Top 10 tech predictions for 2012

9. There will be much ado about “retina displays”

A “retina display” is a display that’s allegedly of high enough resolution that individual pixels cannot be perceived by the human eye at 30cm. Now the term itself seems to have been pretty much invented by Apple’s marketing department when the iPhone 4 came out, and the science is pretty fuzzy, but it’s still a term we’re likely to hear a lot in 2012.

The iPad 3 is rumoured to be coming with a retina display with a resolution of 2048 x 1536, and many new iPad competitors will likely follow suit – using both LCD and AMOLED technology – if Apple does release a product with a super-resolution screen.

Apple's Retina screen was first introduced on the iPhone 4. Now we just want to see one on a tablet...

 

10. Facebook will reach a billion users, but be hated more than ever

Facebook has somewhere close to 800 million users right now, and by the end of 2012 will probably have a billion users. To put that in perspective, that’s one in seven people and half of all the world’s internet users.

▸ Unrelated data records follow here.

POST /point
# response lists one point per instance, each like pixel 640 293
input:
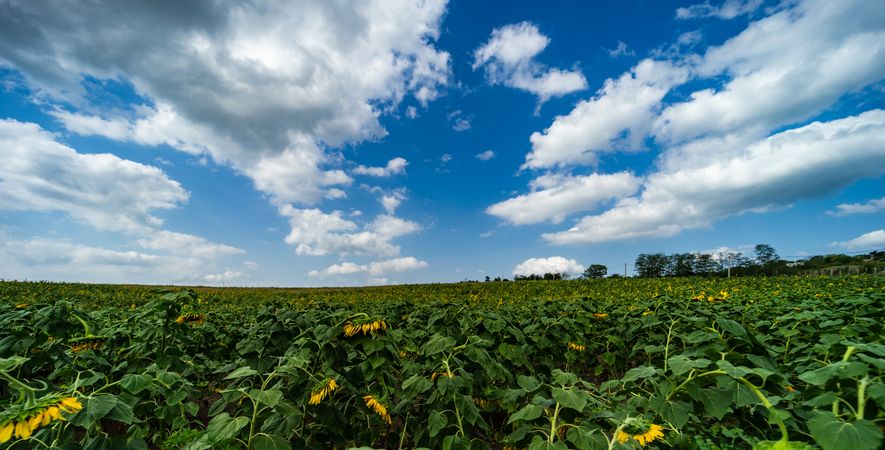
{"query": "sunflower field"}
pixel 763 363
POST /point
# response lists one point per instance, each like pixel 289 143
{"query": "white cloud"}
pixel 224 277
pixel 392 200
pixel 806 162
pixel 265 90
pixel 553 264
pixel 870 206
pixel 553 197
pixel 621 50
pixel 102 190
pixel 485 155
pixel 186 245
pixel 618 117
pixel 375 268
pixel 40 258
pixel 395 166
pixel 870 240
pixel 729 9
pixel 314 232
pixel 782 69
pixel 509 59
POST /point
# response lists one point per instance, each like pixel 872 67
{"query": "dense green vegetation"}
pixel 781 362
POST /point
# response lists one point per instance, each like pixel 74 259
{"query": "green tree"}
pixel 595 271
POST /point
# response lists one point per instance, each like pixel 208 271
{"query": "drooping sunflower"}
pixel 364 326
pixel 378 406
pixel 322 390
pixel 640 432
pixel 22 421
pixel 191 319
pixel 87 343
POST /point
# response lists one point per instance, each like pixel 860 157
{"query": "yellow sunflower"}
pixel 22 423
pixel 652 433
pixel 576 347
pixel 322 391
pixel 376 405
pixel 365 327
pixel 191 319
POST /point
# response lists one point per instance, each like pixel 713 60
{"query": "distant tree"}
pixel 650 265
pixel 706 264
pixel 682 264
pixel 595 271
pixel 765 254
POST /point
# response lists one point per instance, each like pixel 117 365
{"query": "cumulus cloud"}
pixel 485 155
pixel 742 145
pixel 375 268
pixel 314 232
pixel 727 10
pixel 107 192
pixel 870 206
pixel 395 166
pixel 40 258
pixel 617 118
pixel 269 91
pixel 509 59
pixel 186 245
pixel 871 240
pixel 553 264
pixel 805 162
pixel 553 197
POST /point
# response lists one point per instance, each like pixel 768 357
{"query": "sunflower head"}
pixel 21 421
pixel 364 325
pixel 87 343
pixel 191 318
pixel 639 430
pixel 377 405
pixel 322 390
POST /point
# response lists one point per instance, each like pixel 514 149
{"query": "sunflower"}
pixel 436 375
pixel 365 327
pixel 191 319
pixel 652 432
pixel 322 391
pixel 21 421
pixel 87 343
pixel 576 347
pixel 376 405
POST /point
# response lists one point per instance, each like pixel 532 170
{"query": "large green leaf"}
pixel 833 434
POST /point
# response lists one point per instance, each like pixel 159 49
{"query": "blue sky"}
pixel 315 143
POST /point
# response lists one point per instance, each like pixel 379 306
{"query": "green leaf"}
pixel 716 402
pixel 135 383
pixel 639 372
pixel 839 370
pixel 528 383
pixel 833 434
pixel 436 422
pixel 244 371
pixel 223 427
pixel 269 397
pixel 438 343
pixel 586 440
pixel 570 398
pixel 528 412
pixel 270 442
pixel 681 364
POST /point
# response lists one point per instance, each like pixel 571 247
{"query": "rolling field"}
pixel 614 363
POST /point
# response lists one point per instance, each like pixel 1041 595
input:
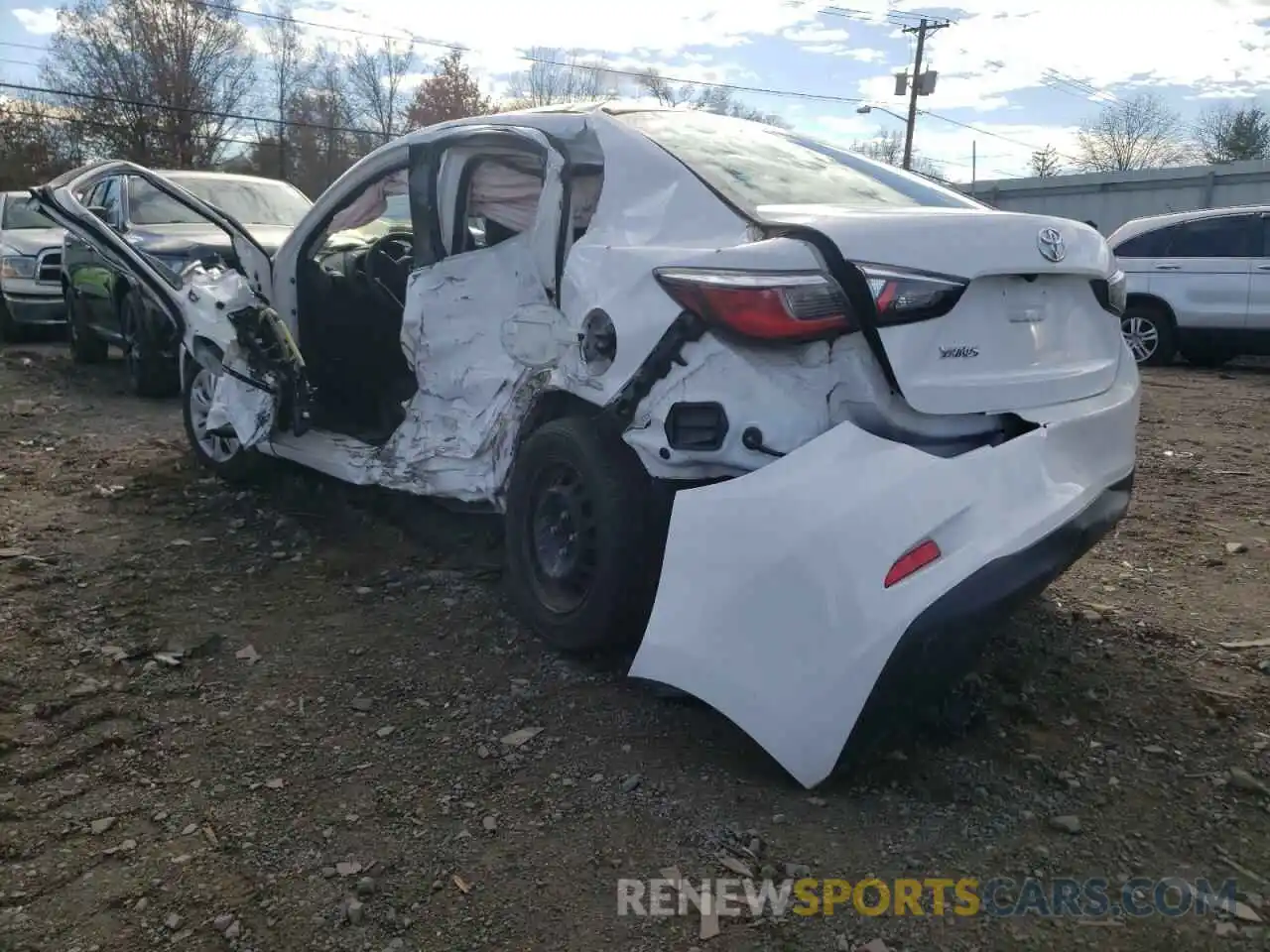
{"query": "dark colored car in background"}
pixel 103 306
pixel 31 267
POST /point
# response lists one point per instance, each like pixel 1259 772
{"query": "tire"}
pixel 151 373
pixel 86 347
pixel 10 331
pixel 1148 330
pixel 592 589
pixel 222 456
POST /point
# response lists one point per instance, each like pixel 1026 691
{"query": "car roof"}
pixel 1152 222
pixel 208 175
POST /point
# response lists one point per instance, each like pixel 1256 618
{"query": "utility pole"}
pixel 920 84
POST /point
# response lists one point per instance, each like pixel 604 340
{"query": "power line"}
pixel 189 111
pixel 225 8
pixel 280 18
pixel 98 125
pixel 730 86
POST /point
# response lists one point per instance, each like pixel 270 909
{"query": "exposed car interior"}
pixel 352 296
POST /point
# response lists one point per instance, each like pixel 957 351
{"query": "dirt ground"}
pixel 271 717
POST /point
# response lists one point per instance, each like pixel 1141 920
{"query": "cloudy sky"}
pixel 1014 75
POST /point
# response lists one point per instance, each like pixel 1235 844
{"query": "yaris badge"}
pixel 1051 244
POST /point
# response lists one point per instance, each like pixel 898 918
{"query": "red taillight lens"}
pixel 905 296
pixel 807 304
pixel 763 304
pixel 912 560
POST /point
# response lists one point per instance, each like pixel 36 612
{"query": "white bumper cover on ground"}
pixel 771 606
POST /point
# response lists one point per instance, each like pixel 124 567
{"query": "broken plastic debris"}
pixel 522 737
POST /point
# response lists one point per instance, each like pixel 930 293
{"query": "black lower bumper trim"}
pixel 945 642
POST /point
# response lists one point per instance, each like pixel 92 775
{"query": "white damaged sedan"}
pixel 792 421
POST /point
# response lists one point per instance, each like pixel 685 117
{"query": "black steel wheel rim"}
pixel 561 538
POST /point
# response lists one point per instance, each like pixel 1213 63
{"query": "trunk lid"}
pixel 1028 330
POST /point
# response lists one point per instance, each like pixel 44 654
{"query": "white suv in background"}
pixel 1198 285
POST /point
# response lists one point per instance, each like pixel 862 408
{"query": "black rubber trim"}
pixel 249 381
pixel 665 354
pixel 853 285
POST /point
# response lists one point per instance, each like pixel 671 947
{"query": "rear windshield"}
pixel 252 202
pixel 23 212
pixel 752 166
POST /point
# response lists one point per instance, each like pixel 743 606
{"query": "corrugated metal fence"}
pixel 1112 198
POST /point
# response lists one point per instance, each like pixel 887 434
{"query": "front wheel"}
pixel 222 454
pixel 585 531
pixel 1148 333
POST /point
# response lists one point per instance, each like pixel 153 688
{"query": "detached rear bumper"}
pixel 772 606
pixel 944 643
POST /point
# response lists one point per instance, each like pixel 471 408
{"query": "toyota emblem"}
pixel 1051 244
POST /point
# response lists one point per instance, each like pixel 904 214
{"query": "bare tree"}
pixel 888 146
pixel 1229 134
pixel 665 91
pixel 449 93
pixel 153 80
pixel 556 76
pixel 37 143
pixel 289 71
pixel 1133 134
pixel 320 140
pixel 712 99
pixel 375 80
pixel 1044 163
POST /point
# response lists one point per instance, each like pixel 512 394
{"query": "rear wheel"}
pixel 222 454
pixel 585 530
pixel 1148 331
pixel 150 372
pixel 86 347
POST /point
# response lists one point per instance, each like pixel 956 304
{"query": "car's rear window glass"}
pixel 752 164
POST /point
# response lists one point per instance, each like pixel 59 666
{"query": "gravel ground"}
pixel 273 717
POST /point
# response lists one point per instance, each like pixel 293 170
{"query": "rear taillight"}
pixel 912 560
pixel 905 296
pixel 765 304
pixel 806 304
pixel 1111 294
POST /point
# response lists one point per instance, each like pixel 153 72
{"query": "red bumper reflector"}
pixel 911 561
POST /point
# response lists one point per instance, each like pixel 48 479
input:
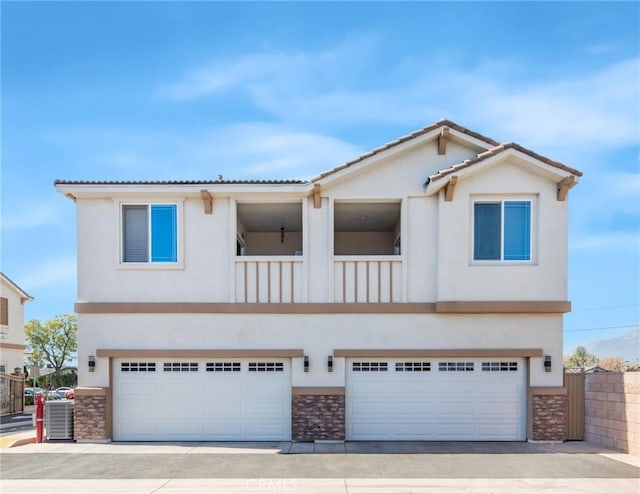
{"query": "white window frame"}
pixel 151 266
pixel 533 239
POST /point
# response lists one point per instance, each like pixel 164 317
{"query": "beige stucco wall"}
pixel 436 241
pixel 318 335
pixel 436 266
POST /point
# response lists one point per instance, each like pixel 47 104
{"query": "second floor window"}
pixel 502 231
pixel 4 311
pixel 149 233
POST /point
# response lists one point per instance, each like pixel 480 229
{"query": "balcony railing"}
pixel 268 279
pixel 367 279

That being said, we expect that Facebook’s history of unrepentant privacy violations will have users turning against it and going to other services like Google+, where it’s easier to manage groups of friends.

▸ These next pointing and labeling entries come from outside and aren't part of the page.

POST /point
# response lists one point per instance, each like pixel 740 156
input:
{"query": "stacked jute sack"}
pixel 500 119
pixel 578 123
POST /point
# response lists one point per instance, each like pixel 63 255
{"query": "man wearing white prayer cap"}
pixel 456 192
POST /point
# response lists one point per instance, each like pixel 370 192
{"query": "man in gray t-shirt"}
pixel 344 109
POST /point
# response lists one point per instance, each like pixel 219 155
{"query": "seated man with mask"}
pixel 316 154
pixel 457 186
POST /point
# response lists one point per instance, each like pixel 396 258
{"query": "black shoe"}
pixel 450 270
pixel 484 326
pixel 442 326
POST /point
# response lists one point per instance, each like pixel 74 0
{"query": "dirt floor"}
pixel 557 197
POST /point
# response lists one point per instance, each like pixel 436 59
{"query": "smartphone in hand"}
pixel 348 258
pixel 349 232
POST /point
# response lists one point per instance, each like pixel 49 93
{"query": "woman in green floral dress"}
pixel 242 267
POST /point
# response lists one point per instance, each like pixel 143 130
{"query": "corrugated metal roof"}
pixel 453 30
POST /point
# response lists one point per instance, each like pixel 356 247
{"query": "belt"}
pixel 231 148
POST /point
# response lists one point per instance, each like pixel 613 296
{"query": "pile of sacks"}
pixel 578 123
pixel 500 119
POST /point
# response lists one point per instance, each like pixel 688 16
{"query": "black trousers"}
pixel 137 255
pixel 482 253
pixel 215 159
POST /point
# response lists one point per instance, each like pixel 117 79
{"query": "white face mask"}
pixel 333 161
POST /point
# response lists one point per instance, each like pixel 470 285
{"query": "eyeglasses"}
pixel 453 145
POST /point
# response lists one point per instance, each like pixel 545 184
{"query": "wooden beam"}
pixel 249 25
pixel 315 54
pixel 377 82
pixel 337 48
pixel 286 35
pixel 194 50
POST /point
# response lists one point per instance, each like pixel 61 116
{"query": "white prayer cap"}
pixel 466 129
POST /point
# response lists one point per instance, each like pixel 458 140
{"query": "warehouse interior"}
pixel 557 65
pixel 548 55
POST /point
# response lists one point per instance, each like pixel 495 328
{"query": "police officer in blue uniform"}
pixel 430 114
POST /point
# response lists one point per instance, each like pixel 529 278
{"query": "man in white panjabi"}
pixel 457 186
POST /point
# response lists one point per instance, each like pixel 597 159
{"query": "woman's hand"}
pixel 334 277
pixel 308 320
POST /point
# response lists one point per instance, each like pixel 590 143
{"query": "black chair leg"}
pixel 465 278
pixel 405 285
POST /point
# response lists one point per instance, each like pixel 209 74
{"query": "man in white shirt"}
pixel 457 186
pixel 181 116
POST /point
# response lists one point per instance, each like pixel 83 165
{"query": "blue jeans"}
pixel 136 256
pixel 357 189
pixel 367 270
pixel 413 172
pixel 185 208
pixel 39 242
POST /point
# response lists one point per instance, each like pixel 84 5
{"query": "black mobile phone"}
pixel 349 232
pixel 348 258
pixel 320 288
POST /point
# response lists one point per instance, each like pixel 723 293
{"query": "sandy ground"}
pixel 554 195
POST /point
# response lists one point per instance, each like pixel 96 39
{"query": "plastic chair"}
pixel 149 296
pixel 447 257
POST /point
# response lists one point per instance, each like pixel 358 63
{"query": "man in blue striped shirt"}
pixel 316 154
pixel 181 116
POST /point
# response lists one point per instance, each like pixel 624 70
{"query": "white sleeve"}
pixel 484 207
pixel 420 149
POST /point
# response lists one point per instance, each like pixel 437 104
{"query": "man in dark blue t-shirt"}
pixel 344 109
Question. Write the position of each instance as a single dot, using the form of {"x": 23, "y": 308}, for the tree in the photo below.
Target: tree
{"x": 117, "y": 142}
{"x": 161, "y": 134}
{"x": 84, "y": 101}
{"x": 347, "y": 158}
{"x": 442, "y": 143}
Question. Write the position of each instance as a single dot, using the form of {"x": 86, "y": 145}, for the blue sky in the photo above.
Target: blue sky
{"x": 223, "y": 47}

Of those billion user accounts, how many will still be active by the end of the year, and how many will simply lie fallow, existing only because Facebook makes it notoriously hard to close an account?

Facebook's Timeline feature: love it or hate it, soon you may not have a choice.

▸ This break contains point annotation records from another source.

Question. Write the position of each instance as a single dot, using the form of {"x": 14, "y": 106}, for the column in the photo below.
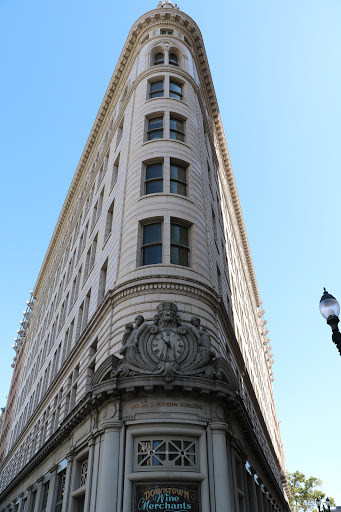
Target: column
{"x": 254, "y": 507}
{"x": 91, "y": 444}
{"x": 51, "y": 498}
{"x": 222, "y": 477}
{"x": 29, "y": 499}
{"x": 21, "y": 504}
{"x": 261, "y": 495}
{"x": 246, "y": 485}
{"x": 108, "y": 477}
{"x": 68, "y": 479}
{"x": 234, "y": 476}
{"x": 38, "y": 495}
{"x": 95, "y": 471}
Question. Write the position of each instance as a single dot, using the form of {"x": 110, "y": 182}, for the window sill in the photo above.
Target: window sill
{"x": 167, "y": 98}
{"x": 163, "y": 194}
{"x": 166, "y": 140}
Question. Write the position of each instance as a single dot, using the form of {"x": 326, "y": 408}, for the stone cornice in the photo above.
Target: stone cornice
{"x": 148, "y": 20}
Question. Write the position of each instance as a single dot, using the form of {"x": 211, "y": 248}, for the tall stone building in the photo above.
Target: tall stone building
{"x": 143, "y": 373}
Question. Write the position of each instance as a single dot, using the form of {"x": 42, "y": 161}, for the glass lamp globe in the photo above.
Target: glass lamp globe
{"x": 329, "y": 305}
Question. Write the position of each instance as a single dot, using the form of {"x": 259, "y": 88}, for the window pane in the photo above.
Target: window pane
{"x": 152, "y": 255}
{"x": 178, "y": 188}
{"x": 152, "y": 234}
{"x": 158, "y": 134}
{"x": 176, "y": 124}
{"x": 173, "y": 59}
{"x": 157, "y": 94}
{"x": 80, "y": 502}
{"x": 179, "y": 256}
{"x": 175, "y": 87}
{"x": 158, "y": 59}
{"x": 179, "y": 234}
{"x": 153, "y": 187}
{"x": 154, "y": 171}
{"x": 178, "y": 172}
{"x": 176, "y": 136}
{"x": 156, "y": 122}
{"x": 156, "y": 86}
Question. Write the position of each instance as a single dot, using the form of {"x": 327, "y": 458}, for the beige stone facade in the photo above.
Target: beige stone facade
{"x": 151, "y": 221}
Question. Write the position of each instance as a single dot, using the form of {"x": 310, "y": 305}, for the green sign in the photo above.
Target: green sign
{"x": 155, "y": 497}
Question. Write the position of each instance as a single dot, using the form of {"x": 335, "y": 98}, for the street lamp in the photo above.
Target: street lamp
{"x": 330, "y": 310}
{"x": 319, "y": 502}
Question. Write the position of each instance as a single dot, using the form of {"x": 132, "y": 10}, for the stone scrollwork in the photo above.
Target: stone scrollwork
{"x": 167, "y": 347}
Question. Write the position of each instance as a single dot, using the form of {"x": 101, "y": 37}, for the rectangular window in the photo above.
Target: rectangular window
{"x": 179, "y": 245}
{"x": 102, "y": 281}
{"x": 119, "y": 133}
{"x": 115, "y": 171}
{"x": 177, "y": 129}
{"x": 178, "y": 179}
{"x": 45, "y": 496}
{"x": 152, "y": 244}
{"x": 154, "y": 181}
{"x": 155, "y": 128}
{"x": 175, "y": 90}
{"x": 60, "y": 491}
{"x": 108, "y": 224}
{"x": 156, "y": 89}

Seven things that won’t happen in 2012

  1. You’ll still care that your TV is not 3D.
  2. Telephone tech support services will be made redundant by easy-to-use and setup up products
  3. The media starts to talk about gamers and social media users as if they’re the majority rather than some exotic sub-culture.
  4. All television ads will be broadcast with an unsubscribe option, selectable via the remote control.
  5. Big consumer electronics manufacturers decide that their patent wars just hurt everybody, and return to just trying to make the best products they can.
  6. Apple releases a technology that comprises of thin sheets of compressed wood cellulose onto which one can form images or words with ink. Calls it iPaper. The media goes wild over it, and Samsung tries to release its own version (but winds up in court because Apple has the patents).
  7. Our end of year predictions turn out to be 100% correct.